Признаюсь, мне хотелось бы увидеть её ещё раз, прежде чем я покину это адское место.

На следующий день после праздника грязь прихватило морозцем и присыпало сухим снежным порошком. По пути на работу Маргарита уговорила капитана отнести Иона к кургану, на склоне которого находилась его нора.

Вокруг редута не оставалось уже ни одного неубранного тела. Все исправное оружие и амуниция были собраны, и о недавнем побоище свидетельствовали только изрытая земля да бурый кровавый лед.

Лишенный ориентиров, Ион не сразу мог найти место своих злоключений.
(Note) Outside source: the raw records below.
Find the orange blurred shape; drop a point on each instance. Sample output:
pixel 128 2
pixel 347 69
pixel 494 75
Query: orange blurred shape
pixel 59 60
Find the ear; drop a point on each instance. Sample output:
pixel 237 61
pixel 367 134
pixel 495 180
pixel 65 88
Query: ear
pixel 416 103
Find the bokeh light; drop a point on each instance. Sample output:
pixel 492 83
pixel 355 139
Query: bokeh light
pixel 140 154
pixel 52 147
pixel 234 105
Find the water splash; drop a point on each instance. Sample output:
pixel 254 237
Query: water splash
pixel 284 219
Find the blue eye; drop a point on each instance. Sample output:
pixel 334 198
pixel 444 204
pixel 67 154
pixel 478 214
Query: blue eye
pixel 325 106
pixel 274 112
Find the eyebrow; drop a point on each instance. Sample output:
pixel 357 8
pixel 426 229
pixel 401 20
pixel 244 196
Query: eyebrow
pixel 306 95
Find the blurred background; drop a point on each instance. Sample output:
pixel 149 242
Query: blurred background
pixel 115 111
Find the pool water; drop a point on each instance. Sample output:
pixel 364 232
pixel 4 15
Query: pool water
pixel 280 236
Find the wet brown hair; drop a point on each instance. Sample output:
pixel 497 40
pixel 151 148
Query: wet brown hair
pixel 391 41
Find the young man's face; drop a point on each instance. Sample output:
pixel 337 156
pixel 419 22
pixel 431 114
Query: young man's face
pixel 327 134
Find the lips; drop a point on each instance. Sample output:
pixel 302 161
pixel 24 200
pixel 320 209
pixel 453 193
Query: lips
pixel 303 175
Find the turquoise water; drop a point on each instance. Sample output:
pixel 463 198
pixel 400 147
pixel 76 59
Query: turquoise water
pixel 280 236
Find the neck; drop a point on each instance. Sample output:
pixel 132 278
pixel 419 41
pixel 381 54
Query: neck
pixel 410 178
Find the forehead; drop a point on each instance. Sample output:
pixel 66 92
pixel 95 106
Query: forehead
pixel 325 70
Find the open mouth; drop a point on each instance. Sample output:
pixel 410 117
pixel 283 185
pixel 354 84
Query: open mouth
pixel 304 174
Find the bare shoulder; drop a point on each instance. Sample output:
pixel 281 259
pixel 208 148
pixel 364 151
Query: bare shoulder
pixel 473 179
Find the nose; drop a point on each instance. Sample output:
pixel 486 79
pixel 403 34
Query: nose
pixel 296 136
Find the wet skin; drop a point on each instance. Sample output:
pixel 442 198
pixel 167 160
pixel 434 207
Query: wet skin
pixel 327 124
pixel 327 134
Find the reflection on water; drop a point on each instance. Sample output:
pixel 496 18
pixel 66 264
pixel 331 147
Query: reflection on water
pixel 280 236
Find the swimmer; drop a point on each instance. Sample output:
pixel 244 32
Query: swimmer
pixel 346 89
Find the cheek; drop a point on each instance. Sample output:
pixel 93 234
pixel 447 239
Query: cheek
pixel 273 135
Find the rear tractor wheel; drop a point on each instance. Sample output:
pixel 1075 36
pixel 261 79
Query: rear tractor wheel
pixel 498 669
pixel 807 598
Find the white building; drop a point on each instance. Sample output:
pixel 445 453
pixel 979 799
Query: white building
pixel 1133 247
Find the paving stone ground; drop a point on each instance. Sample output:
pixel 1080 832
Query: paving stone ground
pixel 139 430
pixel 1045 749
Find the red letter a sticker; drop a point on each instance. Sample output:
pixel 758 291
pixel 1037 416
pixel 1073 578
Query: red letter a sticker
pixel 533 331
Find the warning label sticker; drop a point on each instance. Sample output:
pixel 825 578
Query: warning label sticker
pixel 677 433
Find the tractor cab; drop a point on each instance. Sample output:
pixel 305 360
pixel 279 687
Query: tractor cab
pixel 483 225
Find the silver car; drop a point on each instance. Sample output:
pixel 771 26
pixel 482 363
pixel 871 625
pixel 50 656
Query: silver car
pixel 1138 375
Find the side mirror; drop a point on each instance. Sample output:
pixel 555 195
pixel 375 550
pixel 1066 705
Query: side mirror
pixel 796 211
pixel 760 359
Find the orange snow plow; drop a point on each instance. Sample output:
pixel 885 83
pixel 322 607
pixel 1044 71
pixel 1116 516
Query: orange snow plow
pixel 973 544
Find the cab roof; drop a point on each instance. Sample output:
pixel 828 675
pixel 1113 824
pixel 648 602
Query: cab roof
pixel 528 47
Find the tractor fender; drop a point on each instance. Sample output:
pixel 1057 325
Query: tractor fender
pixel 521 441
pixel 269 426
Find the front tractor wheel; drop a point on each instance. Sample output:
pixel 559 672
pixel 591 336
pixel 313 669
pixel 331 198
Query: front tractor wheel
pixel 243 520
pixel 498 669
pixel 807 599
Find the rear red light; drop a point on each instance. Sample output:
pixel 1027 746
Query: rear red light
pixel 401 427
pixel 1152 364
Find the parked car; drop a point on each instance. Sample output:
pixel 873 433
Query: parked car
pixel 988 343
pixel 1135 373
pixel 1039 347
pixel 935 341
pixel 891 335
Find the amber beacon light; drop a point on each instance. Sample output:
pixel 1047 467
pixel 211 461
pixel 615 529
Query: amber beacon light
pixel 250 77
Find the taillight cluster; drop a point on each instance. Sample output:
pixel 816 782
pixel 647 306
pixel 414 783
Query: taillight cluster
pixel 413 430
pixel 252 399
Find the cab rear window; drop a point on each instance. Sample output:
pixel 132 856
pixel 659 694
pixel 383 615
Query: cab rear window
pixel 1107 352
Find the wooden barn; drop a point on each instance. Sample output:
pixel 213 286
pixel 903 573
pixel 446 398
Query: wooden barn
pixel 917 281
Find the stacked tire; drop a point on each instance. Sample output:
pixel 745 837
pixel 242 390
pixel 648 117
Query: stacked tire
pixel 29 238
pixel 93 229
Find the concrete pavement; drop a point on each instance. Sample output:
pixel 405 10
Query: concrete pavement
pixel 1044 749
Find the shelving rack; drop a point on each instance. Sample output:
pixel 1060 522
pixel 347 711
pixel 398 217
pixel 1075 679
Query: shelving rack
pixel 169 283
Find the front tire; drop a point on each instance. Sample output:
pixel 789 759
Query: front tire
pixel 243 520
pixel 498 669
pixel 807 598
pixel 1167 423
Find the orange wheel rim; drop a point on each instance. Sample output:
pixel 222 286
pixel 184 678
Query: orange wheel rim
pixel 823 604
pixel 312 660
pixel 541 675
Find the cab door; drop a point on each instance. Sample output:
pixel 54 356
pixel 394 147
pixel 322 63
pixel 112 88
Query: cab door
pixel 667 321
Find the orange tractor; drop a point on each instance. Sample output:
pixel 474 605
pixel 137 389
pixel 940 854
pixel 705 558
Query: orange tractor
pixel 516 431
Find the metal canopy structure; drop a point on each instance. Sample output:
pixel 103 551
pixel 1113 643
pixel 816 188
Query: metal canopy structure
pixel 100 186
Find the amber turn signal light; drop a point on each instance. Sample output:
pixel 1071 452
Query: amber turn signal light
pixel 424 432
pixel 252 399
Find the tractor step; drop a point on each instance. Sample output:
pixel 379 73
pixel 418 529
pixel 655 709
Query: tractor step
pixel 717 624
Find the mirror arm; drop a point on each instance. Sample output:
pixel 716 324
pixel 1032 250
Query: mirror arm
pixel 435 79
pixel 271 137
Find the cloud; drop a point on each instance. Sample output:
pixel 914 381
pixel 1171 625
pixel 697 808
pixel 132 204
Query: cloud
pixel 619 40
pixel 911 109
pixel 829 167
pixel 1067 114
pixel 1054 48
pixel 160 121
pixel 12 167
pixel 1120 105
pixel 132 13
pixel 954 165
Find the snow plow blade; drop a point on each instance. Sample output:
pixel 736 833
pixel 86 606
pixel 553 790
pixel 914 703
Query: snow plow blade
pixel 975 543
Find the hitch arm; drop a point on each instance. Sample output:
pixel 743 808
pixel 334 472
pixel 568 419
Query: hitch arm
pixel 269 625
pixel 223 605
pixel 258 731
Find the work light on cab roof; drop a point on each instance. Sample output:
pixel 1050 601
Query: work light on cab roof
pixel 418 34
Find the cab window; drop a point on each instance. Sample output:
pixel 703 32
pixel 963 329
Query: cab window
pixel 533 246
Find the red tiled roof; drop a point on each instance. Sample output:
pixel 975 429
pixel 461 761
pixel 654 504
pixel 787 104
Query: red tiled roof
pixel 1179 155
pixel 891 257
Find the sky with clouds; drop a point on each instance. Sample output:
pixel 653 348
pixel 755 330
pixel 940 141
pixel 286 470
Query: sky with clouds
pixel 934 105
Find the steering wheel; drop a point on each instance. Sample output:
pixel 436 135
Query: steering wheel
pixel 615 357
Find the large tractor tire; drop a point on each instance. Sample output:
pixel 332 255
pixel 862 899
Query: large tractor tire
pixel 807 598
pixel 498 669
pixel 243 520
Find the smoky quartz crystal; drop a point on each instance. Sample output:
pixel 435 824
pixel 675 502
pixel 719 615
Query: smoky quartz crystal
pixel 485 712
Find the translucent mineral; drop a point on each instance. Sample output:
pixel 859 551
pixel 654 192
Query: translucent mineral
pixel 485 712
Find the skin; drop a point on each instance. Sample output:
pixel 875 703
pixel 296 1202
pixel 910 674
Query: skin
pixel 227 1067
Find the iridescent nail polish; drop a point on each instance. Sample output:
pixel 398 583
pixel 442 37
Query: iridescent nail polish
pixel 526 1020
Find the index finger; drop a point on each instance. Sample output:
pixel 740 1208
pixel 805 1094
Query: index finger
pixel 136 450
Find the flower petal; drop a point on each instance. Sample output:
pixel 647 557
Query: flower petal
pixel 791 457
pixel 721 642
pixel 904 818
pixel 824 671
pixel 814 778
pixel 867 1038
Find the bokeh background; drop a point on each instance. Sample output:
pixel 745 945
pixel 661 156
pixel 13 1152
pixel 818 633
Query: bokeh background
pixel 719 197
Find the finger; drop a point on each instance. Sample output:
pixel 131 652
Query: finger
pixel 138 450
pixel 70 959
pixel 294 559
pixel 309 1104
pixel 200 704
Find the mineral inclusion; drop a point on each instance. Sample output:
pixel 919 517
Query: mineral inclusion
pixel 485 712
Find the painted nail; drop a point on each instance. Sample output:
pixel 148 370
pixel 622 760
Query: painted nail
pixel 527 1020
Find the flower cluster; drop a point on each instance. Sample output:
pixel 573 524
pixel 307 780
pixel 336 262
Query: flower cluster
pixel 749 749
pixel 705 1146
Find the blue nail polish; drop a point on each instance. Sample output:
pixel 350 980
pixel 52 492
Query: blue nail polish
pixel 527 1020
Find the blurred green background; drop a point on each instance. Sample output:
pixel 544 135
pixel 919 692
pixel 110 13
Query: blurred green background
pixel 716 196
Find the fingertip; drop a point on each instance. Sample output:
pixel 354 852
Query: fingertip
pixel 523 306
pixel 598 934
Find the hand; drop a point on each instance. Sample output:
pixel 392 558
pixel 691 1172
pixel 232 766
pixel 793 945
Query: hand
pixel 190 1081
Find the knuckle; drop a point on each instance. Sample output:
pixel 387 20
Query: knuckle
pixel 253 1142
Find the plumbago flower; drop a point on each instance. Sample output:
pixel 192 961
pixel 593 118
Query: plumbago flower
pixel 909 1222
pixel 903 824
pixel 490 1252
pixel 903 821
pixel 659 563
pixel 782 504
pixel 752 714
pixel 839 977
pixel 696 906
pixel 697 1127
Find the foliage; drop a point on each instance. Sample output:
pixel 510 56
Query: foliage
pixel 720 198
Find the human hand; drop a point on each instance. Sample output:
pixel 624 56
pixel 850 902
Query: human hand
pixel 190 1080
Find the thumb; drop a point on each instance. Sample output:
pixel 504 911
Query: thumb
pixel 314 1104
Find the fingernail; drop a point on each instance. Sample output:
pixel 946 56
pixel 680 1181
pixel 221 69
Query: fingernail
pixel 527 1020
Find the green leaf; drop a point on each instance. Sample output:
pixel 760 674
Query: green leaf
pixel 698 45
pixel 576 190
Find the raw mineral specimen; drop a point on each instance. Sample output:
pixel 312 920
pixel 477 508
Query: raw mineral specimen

К тому же он раньше наблюдал его только с точки зрения пресмыкающегося, а теперь осматривал с носилок. Он утверждал, что рядом с его пещерой росла кривая березка, за которую он цеплялся, выползая наверх, и один из санитаров вспомнил, что, точно, с обратной стороны горы он срубил дерево, чтобы ворошить им угли.

Возле пенька, за редутом, нашли черную дыру в земле, почти незаметную после ночного снегопада.

Жилище Иона представляло собой округлую пещеру глубиною примерно в человеческий рост, пробитую ядром у подножия холма. Дно пещеры было обложено дерном и закидано ветошью. Вход прикрывало нечто вроде крыльца из двух вкопанных досок с навесом из рваной шинели. Рядом с крыльцом был выкопан земляной очаг, наполненный золой и мелкими костями, а возле очага стоял простреленный барабан вместо стола.

Заглянув в жутковатую нору, Маргарита увидела в её стене обгорелую икону Божьей Матери с ликом, почти неразличимым от копоти.

– Я нашел её в одном из разбитых домов по ту сторону оврага, когда ползал в поисках пропитания, – сказал Ион. – Именно ей я обязан своему спасению.